Mr Addai-Poku believed that there were still a number of teachers in the rural areas and the hinterland who were not captured in the biometric registration exercise, describing it as unfair for CAGD to insist on deleting names simply because they could not register in the biometric exercise.
He explained that even though the intention to delete ‘ghost’ names was something everybody supported, that should not be done to the detriment of people who had genuinely worked and deserved to be paid.
Get registered now
However, the General Secretary of the Ghana National Association of Teachers (GNAT), Mr David Ofori Acheampong, encouraged teachers who were affected to go out immediately to get registered.
He said GNAT last week sent reminders to teachers in the field, asking those who did the biometric registration but had not submitted all that was required to do so immediately and those who had not done it to move to the nearest SSNIT offices to do so.

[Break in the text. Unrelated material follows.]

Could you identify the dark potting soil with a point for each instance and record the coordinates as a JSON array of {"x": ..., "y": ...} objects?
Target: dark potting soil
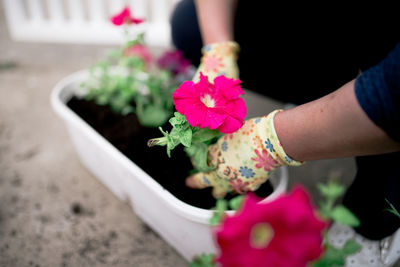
[{"x": 128, "y": 136}]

Mr Acheampong explained that it was an exercise by the government to clear the payroll of ’ghost’ names, adding that it was an exercise everybody believed was right and needed to be done.
He said a number of negotiations were going on behind the scene to ensure that those affected could easily walk in to get the anomalies rectified anytime they were able to register.
Mr Acheampong said: “Even though as employees, we have rights, the employer also has certain rights”, and insisted that if the employer wanted the employee to do something, it was only in order that they did so.
He said the exercise had been ongoing for the past two years and the assumption was that those who had not yet registered with SSNIT were the ‘ghost’ names.
Mr Acheampong said the good news was that out of the more than 250,000 teachers, only 13,000 were yet to go through the registration and encouraged them to try and do so “so that we can put it behind us.”
A source at the GES headquarters confirmed the directive and said the Director-General of the GES, Mr Jacob M. Kor, had directed that an immediate memo be prepared to be distributed to all regional and district directors of education.
It said it was clear that the number of workers affected by the directive as given by the CAGD might not be accurate and gave an instance where the names of three workers of the GES headquarters, had been included although they had biometrically updated their records with SSNIT.
The source believed that there were many on the list, which had been put out there, who had done the biometric registration and suggested that a second look be taken at the list.
It said as it stood, all the affected persons would not receive their April salary, “and that is why the Director-General wants the affected persons to know early enough.”